Робкость большинства социалистов в эти "июльские дни" в конечном итоге дорого им обойдется. Однако это было скрыто на несколько недель летом 1917 года, когда Временное правительство предложило отвлечь внимание, обвинив большевиков в беспорядках в Петрограде (и синхронном развале фронта), утверждая, что В.И. Ленин и его партия, некоторые из которых были переправлены в Россию из Швейцарии на "пломбированном поезде", предоставленном Германией, были платными агентами кайзера, и обнародовало документы (начиная с 5 июля 1917 года), которые, казалось, подтверждали утверждения о том, что большевики были пятой колонной, работавшей на Берлин. Теперь мы знаем, согласно безоговорочному заключению самого подробного расследования этого дела, что материалы, имевшиеся в распоряжении Временного правительства, на самом деле не содержали "никаких доказательств" того, что средства в казну большевиков поступали из Берлина. В насыщенной слухами атмосфере российской столицы в июле-августе 1917 года, однако, все казалось возможным. Но даже если в послефевральской эйфории было принято считать, что "врагов слева нет", зрелище того, как "революционное" правительство, в котором участвовали социалисты, запрещает социалистическую партию, арестовывает ее лидеров, занимает ее штаб-квартиру и вызывает казаков, оставляло очень горький привкус.
Гражданская война, не объявленная, август 1917 - январь 1918
Диспепсия российских демократов должна была обостриться во время второго великого кризиса в стране летом 1917 года, когда после того, что показалось неудавшимся военным переворотом генерала Корнилова - войска, которым он приказал идти на столицу, были убеждены отказаться от действий революционными агитаторами и красногвардейцами, высланными навстречу им Петроградским советом, - выяснилось, что командующий действовал не один, а (или так казалось) в партнерстве с социалистическим премьер-министром А.Ф. Керенским. Это событие, "дело Корнилова", остается наиболее глубоко противоречивым аспектом истории русских революций 1917 года. Различные школы мысли спорят о том, насколько Керенский был причастен к планам генерала, а также ведут длительные споры о том, каковы были намерения Корнилова: хотел ли он разгромить Совет или раздавить правительство?

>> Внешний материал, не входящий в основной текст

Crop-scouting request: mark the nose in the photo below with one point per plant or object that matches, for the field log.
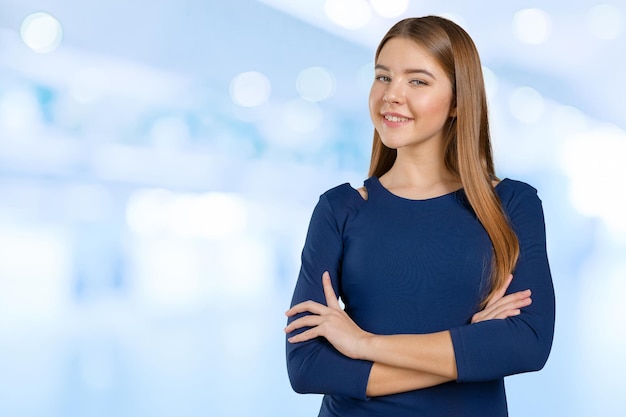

Многое в деле Корнилова до сих пор остается туманным. Однако можно с уверенностью утверждать, что это вмешательство преторианцев имело решающее значение для событий 1917 года и ознаменовало начало собственно гражданских войн. Не в последнюю очередь дело Корнилова безвозвратно очернило репутацию Александра Керенского - человека, который своей кипучей деятельностью и повсеместной вездесущностью олицетворял Февраль. Керенский был "первой любовью революции", по словам его лучшего биографа, но, так тесно связав себя с июньским наступлением, он и так был уязвим для критики после его провала, а теперь, после Корнилова, он оказался грубо оскорблен как правыми, так и левыми. Для последних он был предателем дела революции, заигрывавшим с реакционерами; для первых - ветреником и предателем своей страны, который своим рабством перед социализмом и узкоклассовыми интересами низложил единственную надежду на спасение России, генерала Корнилова. Представители обеих сторон политического спектра, а также многие союзные политики и военачальники считали, что Керенский поставил личные амбиции выше высшей цели. Таким образом, гибель премьер-министра стала также агонией Временного правительства, которое Керенский, вновь провозглашенный "министром-президентом", теперь полностью олицетворял. В конце концов, удалось сколотить новую коалицию, но в нее вошли довольно второсортные министры, чей авторитет соперничал со спешно созванным Керенским Временным советом республики ("Предпарламентом"), который действительно должен был его укрепить. На самом деле с начала сентября, после корниловского дела, с большевистским большинством в Петроградском Совете и его московском аналоге с начала сентября, с расколом меньшевиков и ПСР, с патрулированием улиц российских городов большевистскими красногвардейцами и с подготовкой корниловцев ко второму удару, линии сражений предстоящих конфликтов были резко очерчены. Позже Керенский назовет книгу, которую он написал о корниловском деле, "Прелюдией к большевизму". Он мог бы так же ловко назвать ее "Прелюдией к гражданским войнам".